Govt Exempts Pre-April 2017 Investments From Anti-Tax Avoidance Laws

Govt Exempts Pre-April 2017 Investments From Anti-Tax Avoidance Laws
Govt Exempts Pre-2017 Deals From Anti-Tax Avoidance Laws

After years of back and forth, the Central Board of Direct Taxes (CBDT) has now clarified that anti-tax avoidance laws will not be applicable to investments made before April 2017.

In a gazette note dated March 31, the finance ministry said that gains from investments ⁠made before April 2017 would not be subject to ​any scrutiny under the country’s stricter anti-tax avoidance ​rules, which seek to curb aggressive tax planning and evasion. 

Clubbed under the Income Tax (Amendment) Rules, 2026, the new norms came into effect from April 1.

“The provisions of Chapter XI (general anti-avoidance rules) shall apply to any arrangement, irrespective of the date on which it has been entered into, in respect of the tax benefit obtained from the arrangement on or after the 1st April, 2017, except for that income which accrues or arises to, or deemed to accrue or arise to, or is received or deemed to be received by, any person from transfer of such investments which were made before the 1st April, 2017 by such person (s),” read the new amendments.

The new rules are expected to offer a major reprieve for global venture capital (VC) and private equity (PE) firms and allay fears of retrospective taxation in the country. Additionally, the new norms will allow these investors to seek tax benefits from pre-2017 transactions.

This comes barely four months after the Supreme Court (SC) ruled against PE giant Tiger Global in a tax liability case related to the sale of its stake in Flipkart in 2018. In January this year, the SC ruled that the investment firm was liable for paying taxes on capital gains, emanating from the sale of shares worth $1.6 Bn to Walmart.
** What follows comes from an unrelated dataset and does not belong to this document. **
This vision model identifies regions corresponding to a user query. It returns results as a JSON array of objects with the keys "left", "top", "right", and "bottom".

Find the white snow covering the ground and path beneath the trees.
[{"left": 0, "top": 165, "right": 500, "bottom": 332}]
At the time, the judgement was seen as a reversal of the India-Mauritius Double Taxation Avoidance Agreement (DTAA).

At the heart of the issue was Tiger Global’s Flipkart investment, which was undertaken via the former’s Mauritius-based entity Tiger Global International III Holdings. When Walmart acquired 77% stake in the homegrown ecommerce major in 2018, the investor argued that it was not liable to pay capital gains tax on its returns from the stake sale due to the DTAA signed between India and Mauritius. 

However, Indian tax authorities rejected this argument, saying the Mauritius-based entities were “fronts” for investments to avoid paying taxes. Tax officials also argued that the ultimate beneficiary of these investments was Tiger Global’s US-based parent company.

Moreover, India had tweaked the DTAA treaty with Mauritius in 2016, declaring all foreign investments made through Mauritius after April 2017 as tax deductible. To this, Tiger Global claimed that the investment was made prior to the cut-off date, deemed it as exempted.

But, the Authority for Advance Rulings (AAR) denied the DTAA benefits to Tiger Global in 2020, noting that the investment appeared to have been routed through Mauritius solely for tax-saving purposes. 

However, this decision was overturned by the Delhi High Court (HC) in 2024. But the SC stayed the HC ruling last year and subsequently set aside the order earlier this year. With the latest amendments, Tiger Global appears to be off the hook for now.